Professional and Instructional Resources. Through its WAC Repository, the Clearinghouse provides access to peer-reviewed resources for teachers who wish to use writing in courses across the disciplines, including collections addressing the use of generative AI and chatbots in writing instruction, an exhibit on the landmark 1966 Dartmouth Conference, a bibliography (published in collaboration with CompPile, which became part of the Clearinghouse in 2018, see below), resource pages for writers and writing instructors, conference proceedings, a list of scholarly journals, and the Statement on WAC Principles and Practices, among others.

CompPile and TCBib Databases. The Clearinghouse is also home to the CompPile database, a freely available searchable database of published scholarship in post-secondary composition and rhetoric from 1939 to the present. Founded in 2001 by Rich Haswell and Glenn Blaclock, its coverage of work from 1939 to 1999 is especially comprehensive. It is also home to the TCBib database, which was developed by Avon Murphy. TCBib joined the Clearinghouse in 2026.

Three Decades of Operation. On March 14, 2022, the Clearinghouse celebrated the 25th anniversary of its founding. Since mid-2001, when it began keeping web stats, the Clearinghouse has seen more than 45 million downloads of PDF and ePub documents (as article, complete books, and book chapters). More than 9.5 million downloads were recorded in the twelve months. These numbers do not include downloads made through library catalogs, institutional repositories, full-text databases, and learning management systems.

Transition to a 501(c)(3) Nonprofit Organization. The Clearinghouse was established at Colorado State University in 1997. In 2024, recognizing that leadership changes would occur in the coming years as its founder moved into retirement, the Clearinghouse registered itself as an independent nonprofit organization. It subsequently transitioned its financial operations from Colorado State University and, in 2025, launched a new website on an independent server, using the URL wacclearinghouse.org. In 2026, two new publishers were appointed by the Clearinghouse editorial board, Christopher Basgier and Heather Falconer, joining founder Mike Palmquist, who will step down from that role in 2027.

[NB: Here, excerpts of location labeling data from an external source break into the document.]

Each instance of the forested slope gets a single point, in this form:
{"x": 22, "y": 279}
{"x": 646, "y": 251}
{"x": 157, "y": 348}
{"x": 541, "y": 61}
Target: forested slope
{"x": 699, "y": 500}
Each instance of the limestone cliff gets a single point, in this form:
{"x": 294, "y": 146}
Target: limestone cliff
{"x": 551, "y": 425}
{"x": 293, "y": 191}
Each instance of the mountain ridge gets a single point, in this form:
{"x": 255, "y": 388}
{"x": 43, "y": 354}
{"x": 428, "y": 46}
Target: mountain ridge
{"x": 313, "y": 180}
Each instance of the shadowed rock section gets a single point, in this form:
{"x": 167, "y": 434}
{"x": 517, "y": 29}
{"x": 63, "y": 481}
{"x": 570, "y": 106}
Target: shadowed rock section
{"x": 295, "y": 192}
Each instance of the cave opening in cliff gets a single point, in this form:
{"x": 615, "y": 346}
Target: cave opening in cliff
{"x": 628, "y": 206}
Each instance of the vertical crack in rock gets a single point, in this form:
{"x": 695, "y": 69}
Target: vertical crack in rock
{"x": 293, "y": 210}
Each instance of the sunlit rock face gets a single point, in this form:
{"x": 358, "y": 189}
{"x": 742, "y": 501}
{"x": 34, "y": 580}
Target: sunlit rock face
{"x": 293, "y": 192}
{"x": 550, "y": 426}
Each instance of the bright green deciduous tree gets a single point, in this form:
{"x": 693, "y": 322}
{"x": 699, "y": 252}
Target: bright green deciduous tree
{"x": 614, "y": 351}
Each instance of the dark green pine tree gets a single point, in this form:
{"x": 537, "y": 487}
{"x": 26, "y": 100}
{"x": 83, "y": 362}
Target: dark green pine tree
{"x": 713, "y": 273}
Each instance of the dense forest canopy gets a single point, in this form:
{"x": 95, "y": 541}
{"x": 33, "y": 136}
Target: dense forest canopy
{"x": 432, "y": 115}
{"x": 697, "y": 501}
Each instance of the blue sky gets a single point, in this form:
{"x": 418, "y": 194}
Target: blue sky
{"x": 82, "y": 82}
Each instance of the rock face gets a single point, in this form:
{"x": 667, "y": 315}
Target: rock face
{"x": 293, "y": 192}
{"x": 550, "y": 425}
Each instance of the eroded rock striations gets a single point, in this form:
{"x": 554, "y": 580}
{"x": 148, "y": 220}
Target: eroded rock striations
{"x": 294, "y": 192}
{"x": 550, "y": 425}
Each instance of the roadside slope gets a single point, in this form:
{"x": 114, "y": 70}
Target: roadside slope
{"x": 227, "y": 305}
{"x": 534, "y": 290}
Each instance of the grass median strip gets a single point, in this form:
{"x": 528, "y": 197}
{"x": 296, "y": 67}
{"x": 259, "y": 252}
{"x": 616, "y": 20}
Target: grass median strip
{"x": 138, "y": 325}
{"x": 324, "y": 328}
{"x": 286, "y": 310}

==Sustainable Publishing Initiative==

In May 2012, to mark its fifteenth year of operation, the WAC Clearinghouse launched the 25 Collective, a demonstration project for sustainable publishing. The goal of the project was to publish 25 new books for a total expenditure of $50,000―a cost far below that borne by traditional academic presses. Leveraging university resources (office space, computing resources, and web servers), the project operated within its budget and had, by March 2017, reached its goal, producing 29 books at an average cost of less than $2,000 per book. The success of the project led to the launch of the Colorado State University Open Press, a publishing project that supported the use of the publishing collaborative model developed through the WAC Clearinghouse in other disciplines. The Open Press ceased operation in 2021 following changes in university leadership.

==Support==

The Clearinghouse was hosted by Colorado State University from its founding in 1997 until 2025. During that period, in-kind support was provided by the Department of English, the Division of Information Technology, the Office of the Provost, the Institute for Learning and Teaching, the Division of Continuing Education, and the university's Morgan Library.

Funding for the Clearinghouse is provided through donations to the WAC Clearinghouse as well as from sales of low-cost print editions of its open-access scholarly books. Donations are used to cover costs associated with copy editing, journal and book design and production, web hosting, the purchase of ISBN numbers and registration of Digital Object Identifiers (DOIs), and software purchases. Interested patrons my donate online or by check through the Clearinghouse website.